Comme je l’insinuais tout à l’heure, Confucius fut plutôt un arrangeur qu’un inventeur ; il ne commença point, il continua et rétablit. C’est une grande différence, sans parler des autres, entre Socrate et Confucius. Socrate est nouveau comme la Grèce, il invente, il donne une impulsion inconnue. Confucius est comme l’Orient, il se rattache au passé et s’y appuie. Né à la Chine, pays de traditions et d’habitudes, comment serait-il novateur ? Il s’en garde ; et, faisant profession, en toutes choses, de restaurer l’ordre antique, il invoque sans cesse les anciens usages, les anciennes mœurs, l’ancienne sagesse, à l’ombre de laquelle il produit la sienne en la cachant. Telle est constamment la marche de Confucius. Son école fait pour lui ce qu’il avait prétendu faire pour les Vieux sages, elle le répète, elle transmet la tradition qu’elle a reçue. Ceux même qui en altéreront le plus l’esprit en conserveront fidèlement la lettre. Tout s’engendre là sans interruption ; c’est un déroulement et, pour ainsi dire, un désemboîtement continu. Confucius y figure à son point, entre ce qui le précède et ce qui le suit, tenant à tous deux.
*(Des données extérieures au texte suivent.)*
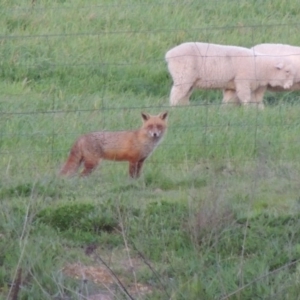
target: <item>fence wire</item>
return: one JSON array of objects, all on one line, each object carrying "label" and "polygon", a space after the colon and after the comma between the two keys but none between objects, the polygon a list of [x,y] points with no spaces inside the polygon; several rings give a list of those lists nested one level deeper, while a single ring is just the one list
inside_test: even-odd
[{"label": "fence wire", "polygon": [[[160,1],[151,3],[152,6],[173,4],[173,2]],[[109,9],[116,5],[119,6],[119,4],[92,5],[80,6],[76,9],[101,11],[101,9]],[[146,4],[132,5],[146,6]],[[130,7],[131,4],[120,6]],[[69,9],[74,8],[47,8],[47,10],[54,11]],[[13,14],[22,10],[27,9],[16,7],[5,9],[3,12]],[[43,10],[44,8],[33,5],[31,12]],[[79,135],[96,130],[137,129],[141,123],[139,113],[144,110],[156,112],[170,110],[167,135],[171,138],[166,138],[160,146],[163,148],[161,150],[163,155],[151,159],[150,164],[180,163],[181,159],[182,161],[186,159],[189,148],[192,149],[191,152],[194,151],[188,156],[191,164],[197,163],[201,155],[205,158],[210,155],[213,157],[222,149],[230,152],[223,159],[231,161],[235,159],[235,151],[230,148],[241,146],[243,133],[252,136],[251,142],[249,140],[245,142],[245,147],[252,148],[252,156],[243,158],[243,161],[250,161],[255,158],[253,153],[257,150],[257,145],[262,142],[273,143],[277,131],[294,132],[297,130],[296,119],[289,118],[294,108],[289,108],[281,100],[274,100],[274,98],[280,98],[286,103],[294,103],[298,99],[297,94],[284,93],[276,94],[276,96],[271,93],[267,94],[267,101],[271,103],[267,104],[269,106],[267,113],[256,108],[251,112],[248,110],[241,112],[240,108],[227,104],[230,107],[228,113],[226,109],[223,110],[224,105],[221,105],[220,101],[222,95],[219,91],[198,91],[196,96],[192,97],[189,106],[170,108],[169,93],[172,79],[164,61],[164,54],[171,44],[175,46],[174,41],[172,43],[169,41],[153,55],[147,54],[145,49],[127,49],[128,51],[124,51],[123,56],[113,60],[113,53],[109,51],[109,42],[103,45],[102,39],[106,39],[105,42],[107,42],[107,39],[113,40],[114,35],[119,35],[124,39],[147,40],[161,33],[165,36],[175,36],[183,32],[186,38],[193,38],[196,41],[196,36],[199,34],[209,37],[210,34],[216,32],[224,35],[227,32],[242,30],[247,32],[247,44],[244,45],[246,47],[257,43],[255,32],[268,30],[275,32],[278,28],[286,28],[287,31],[290,28],[299,30],[300,23],[1,35],[0,42],[3,51],[0,53],[0,77],[4,82],[0,99],[2,165],[5,166],[11,157],[20,154],[26,154],[27,157],[32,158],[42,156],[42,154],[51,154],[54,169],[58,161],[62,161],[67,155],[70,146]],[[241,37],[240,44],[243,44],[243,39],[244,37]],[[211,38],[207,40],[210,41]],[[83,47],[83,52],[79,53],[76,52],[77,42],[86,43],[89,46]],[[175,42],[178,43],[178,40],[175,39]],[[159,44],[159,41],[156,42],[153,38],[153,43],[152,49]],[[91,45],[97,49],[93,55],[90,55],[92,54]],[[119,50],[122,51],[122,46]],[[148,78],[147,69],[157,72]],[[31,85],[34,87],[36,83],[40,84],[43,80],[51,78],[53,74],[54,80],[44,85],[44,89],[40,88],[39,92],[32,91]],[[78,79],[80,87],[76,83],[70,84],[73,78]],[[15,89],[6,89],[6,81],[16,82],[19,86]],[[89,85],[90,93],[89,91],[82,93],[85,81],[92,82]],[[64,91],[64,86],[68,85],[70,85],[68,91]],[[77,88],[81,89],[78,94]],[[125,99],[119,101],[119,98],[123,98],[123,94],[125,98],[132,97],[133,100],[128,103]],[[140,101],[139,98],[144,98],[146,101]],[[185,111],[189,113],[185,115]],[[245,117],[247,114],[250,117]],[[112,118],[116,118],[117,121],[112,121]],[[179,137],[186,135],[187,132],[190,134],[188,144],[186,139],[181,140]],[[197,138],[193,140],[195,136]],[[234,140],[235,136],[237,140]],[[232,142],[234,145],[231,145]],[[289,137],[278,139],[276,149],[270,147],[269,151],[276,152],[276,159],[289,161],[292,159],[292,154],[289,154],[286,148],[289,146],[296,148],[299,142],[298,137],[291,133]],[[173,155],[173,151],[178,148],[182,148],[179,157]],[[205,151],[197,152],[195,150],[197,148],[205,149]],[[211,148],[214,150],[210,150]],[[285,154],[280,156],[280,152]]]}]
Aussi des cinq kings, ou livres classiques du premier ordre, un seul est composé, les autres seulement compilés ou commentés par lui, et les quatre chou, ou livres moraux du second ordre, ne sont point son ouvrage, mais renferment sa doctrine recueillie par ses disciples.

Un mot sur ces livres qui contiennent à peu près toutes les idées et presque toutes les expressions qu’on peut rencontrer chez les écrivains orthodoxes de la Chine.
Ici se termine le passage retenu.